Happy Friday and welcome to today's edition of The Spin. Once again, retail accounts for the bulk of the headlines. There are more outlet malls in Europe than ever before – and more are coming. Bloomingdale's is starting a new rental service, Debenhams is getting a new CEO and Nordstrom has fixed its salary imbalances. Meanwhile, Mango and Farfetch remain in the red. I hope the read is informative – and your weekend super fun! Best, Christopher


Outlets are in. Outlet centers in Europe now cover more than 3 million sq. meters of space, a new record, according to a recently released research by ecostra GmbH. There are now 181 such centers there and six new ones opened in the last year alone. And the outlet building boom is set to continue with an additional 46 being planned or already under construction. In Germany, outlet market share is expected to more than double (paywall; translated by Google) from 2.3 percent to 5 percent in the coming years.


Bloomingdale's new biz. Bloomingdale's has become the first major US department store to hop on the bandwagon and launch a clothing rental subscription service. Next month it will start offering (paywall) "My List at Bloomingdale's" for $149 per month. Each month subscribers will will receive four women's items from a selection of more than 60 brands and a new assortment of four more once the box's contents are returned.

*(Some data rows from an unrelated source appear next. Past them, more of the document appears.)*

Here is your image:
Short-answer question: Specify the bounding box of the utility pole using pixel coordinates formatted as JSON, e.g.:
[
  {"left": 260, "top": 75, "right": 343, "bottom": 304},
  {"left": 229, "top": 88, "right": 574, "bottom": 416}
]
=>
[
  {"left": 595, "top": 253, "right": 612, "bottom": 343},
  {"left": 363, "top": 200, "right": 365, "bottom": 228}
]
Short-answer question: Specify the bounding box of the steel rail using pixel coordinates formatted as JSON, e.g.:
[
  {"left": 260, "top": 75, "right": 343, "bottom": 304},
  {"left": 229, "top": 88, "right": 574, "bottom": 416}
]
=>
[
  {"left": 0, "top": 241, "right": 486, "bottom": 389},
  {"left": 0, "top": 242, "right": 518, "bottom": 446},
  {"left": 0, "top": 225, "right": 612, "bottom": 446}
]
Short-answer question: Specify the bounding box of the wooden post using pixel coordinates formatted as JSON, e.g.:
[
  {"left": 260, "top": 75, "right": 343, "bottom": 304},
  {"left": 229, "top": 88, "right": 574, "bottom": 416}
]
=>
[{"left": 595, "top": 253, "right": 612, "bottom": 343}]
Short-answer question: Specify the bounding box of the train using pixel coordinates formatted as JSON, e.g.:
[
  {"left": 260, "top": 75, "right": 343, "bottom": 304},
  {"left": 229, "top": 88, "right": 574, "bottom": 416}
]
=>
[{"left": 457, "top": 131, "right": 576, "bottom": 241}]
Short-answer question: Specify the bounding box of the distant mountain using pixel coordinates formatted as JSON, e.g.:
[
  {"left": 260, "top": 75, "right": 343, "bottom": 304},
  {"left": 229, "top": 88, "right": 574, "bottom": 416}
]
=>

Still in debt. Mango, which has just entered the Canadian market as part of its foreign expansion, released its annual earnings report (paywall; translated by Google) yesterday. Its EBITA was up 17 percent to €35 million and sales rose nearly 2 percent to €2.2 billion. However it still owes €315 million in debt as part of a refinancing agreement it signed last year.

Equal pay. After a careful review of its payroll, Nordstrom has announced that it has achieved pay equity for all of its employees across all genders and races, or that it pays equal pay for equal work. The store also said that it is nearing pay parity, or 100 percent equal gender representation, in all of its segments and levels. Its chief human resources officer noted that "equality and diversity make us all stronger."

Delivery divorce. Amazon building its own delivery service has cost it a business partner. FedEx announced on Wednesday that it will not renew its ground delivery contract with the online giant at the end of the month. The news comes two months after FedEx dropped Amazon from its air cargo services.


Duddy departs. Troubled high street retailer Debenhams is getting a new CEO. Executive chairman Terry Duddy, who came aboard last year, will leave next month and is being replaced by Stefaan Vansteenkiste, a turnaround specialist who was named chief restructuring officer in April. The board made the appointment in the hopes that the new chief can navigate the chain through the crucial holiday selling season. Debenhams plans to close 50 of its 166 stores starting early next year.


China syndrome. Adidas released its Q2 earnings report yesterday and though the numbers were positive CEO Kasper Rorsted noted that if a currency war erupts between the US and China that it will negatively affect the brand's business as its revenue from China was up 14 percent compared to the same period last year. Overall profits were up 34 percent to €531 million and revenue rose nearly 5 percent to €5.5 billion.

New Guards' new owner. Milan-based New Guards Group, the parent company of brands such as Off-White, Palm Angels and Heron Preston, has been acquired for $675 million by Farfetch. The two companies' combined resources plan to create so-called "brands of the future" and further develop New Guards Group's current portfolio. And while it's an impressive purchase it did not impress Farfetch's investors who saw the company's stock price plunge almost 30 percent yesterday in the wake of the announcement and the news of a Q2 net loss of $89.6 million.